Einfach zusehen.

Sich einmal befreien vom Alltag, sich Zeit nehmen, sich zurück lehnen und Achtsamkeit leben für all die kleinen Details, die sonst so schnell untergehen. Für all die zauberhaften, kurzen Momente, die sonst unbemerkt verstreichen, für all die Augenblicke, deren Einzigartigkeit man nicht immer sofort  erkennt.

Wie oft hetzt man so durch den Tag, um am Abend dann festzustellen, dass man kaum etwas davon gehabt hat? Und wieviele Tage geraten in Vergessenheit, weil man zu beschäftigt war mit Job, Telefonieren, Wäsche, Einkaufen, Organisieren oder Kochen, um wirklich etwas Schönes davon in Erinnerung behalten zu können?

Vor einigen Monaten schon habe ich mir angewöhnt, mir Zeit zu nehmen, um meiner Tochter ganz bewusst zuzusehen. Kein Telefonieren nebenher, nicht noch gleichzeitig die Spülmaschine einräumen und auch nicht nachdenken, was genau jetzt noch einzukaufen ist und was heute abend gekocht werden soll. Einfach nur zuschauen. Selbst zur Ruhe kommen, sich selbst wieder ein wenig näher kommen und dem kleinen Wunder dort vor einem alle – wirklich alle –  Aufmerksamkeit schenken.

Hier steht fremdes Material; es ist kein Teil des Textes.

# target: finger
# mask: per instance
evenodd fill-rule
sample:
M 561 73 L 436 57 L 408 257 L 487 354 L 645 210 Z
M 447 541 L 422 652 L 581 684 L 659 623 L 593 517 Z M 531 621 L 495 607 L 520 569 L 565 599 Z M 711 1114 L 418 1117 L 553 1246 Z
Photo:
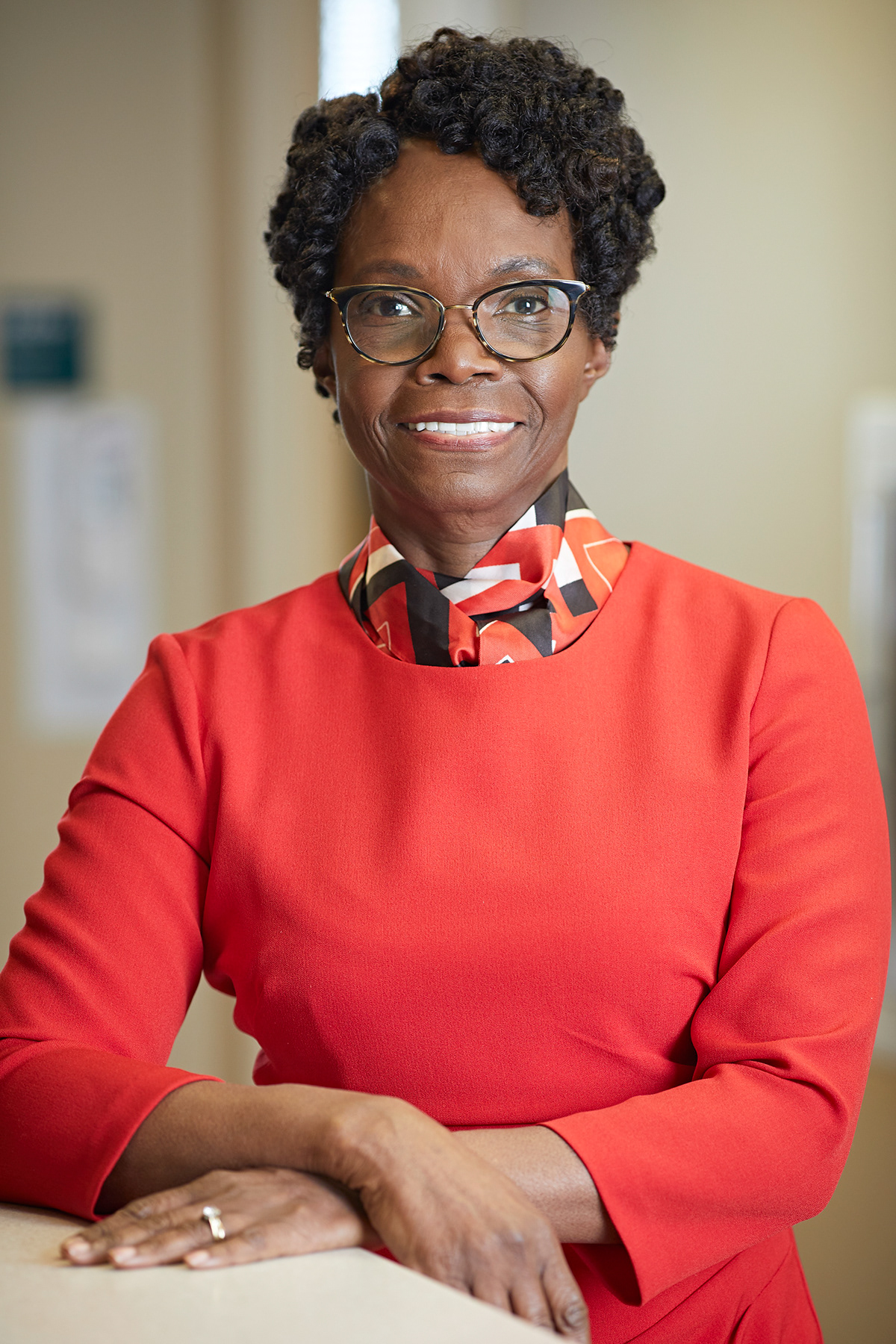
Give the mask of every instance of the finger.
M 191 1269 L 222 1269 L 224 1265 L 250 1265 L 281 1255 L 309 1255 L 360 1246 L 363 1235 L 364 1230 L 352 1214 L 328 1219 L 325 1224 L 316 1219 L 278 1218 L 253 1223 L 223 1242 L 189 1251 L 184 1259 Z
M 544 1293 L 553 1317 L 557 1335 L 591 1344 L 591 1322 L 588 1308 L 566 1263 L 552 1263 L 543 1273 Z
M 521 1316 L 531 1325 L 540 1325 L 541 1329 L 553 1331 L 553 1312 L 547 1300 L 541 1281 L 527 1277 L 510 1286 L 510 1310 L 514 1316 Z
M 234 1222 L 236 1220 L 231 1219 L 231 1224 Z M 242 1219 L 235 1230 L 242 1231 L 244 1226 L 246 1219 Z M 212 1235 L 208 1223 L 204 1219 L 193 1219 L 189 1223 L 179 1223 L 176 1227 L 159 1231 L 154 1236 L 149 1236 L 137 1245 L 113 1246 L 109 1251 L 109 1259 L 118 1269 L 146 1269 L 152 1265 L 175 1265 L 189 1251 L 201 1246 L 210 1246 L 211 1243 Z
M 470 1293 L 473 1297 L 478 1297 L 481 1302 L 497 1306 L 502 1312 L 513 1312 L 508 1286 L 500 1278 L 496 1278 L 494 1274 L 477 1274 L 470 1288 L 465 1284 L 451 1284 L 451 1288 L 459 1288 L 461 1292 Z
M 95 1265 L 105 1261 L 110 1249 L 124 1245 L 136 1234 L 140 1239 L 140 1228 L 153 1228 L 159 1226 L 157 1219 L 185 1208 L 200 1198 L 196 1187 L 206 1184 L 207 1177 L 200 1181 L 191 1181 L 188 1185 L 179 1185 L 173 1189 L 157 1191 L 142 1199 L 134 1199 L 125 1204 L 116 1214 L 85 1227 L 62 1243 L 62 1253 L 73 1263 Z

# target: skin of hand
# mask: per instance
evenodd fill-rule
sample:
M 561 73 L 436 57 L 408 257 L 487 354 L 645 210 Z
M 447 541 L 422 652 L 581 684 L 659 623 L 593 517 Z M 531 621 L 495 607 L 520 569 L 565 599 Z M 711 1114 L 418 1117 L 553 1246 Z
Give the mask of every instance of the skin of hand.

Und, gerade anfangs, stellte ich erstaunt fest, wie viel es tatsächlich ist, was man in der Hektik des Alltags so übersieht. Vielleicht denkt man, sein Baby läge gerade einfach so auf der Krabbeldecke herum, während es in Wirklichkeit gerade hochkonzentriert damit beschäftigt war, eine Rassel bis ins kleinste Detail zu untersuchen. Sie immer wieder in den kleinen Händchen zu wenden, von der einen in die andere zu reichen, um sie aus allen möglichen Blickwinkeln heraus betrachten zu können. Sie zu befühlen, zu halten, zu schütteln, um jeder einzelnen ihrer Eigenschaften genauestens auf den Grund zu gehen. Und man selbst gerät ins Staunen ob der unwahrscheinlichen Menge an Konzentration, die so ein kleines Wesen schon aufbringen kann. Und dieser Einfallsreichtum, diese Vielseitigkeit!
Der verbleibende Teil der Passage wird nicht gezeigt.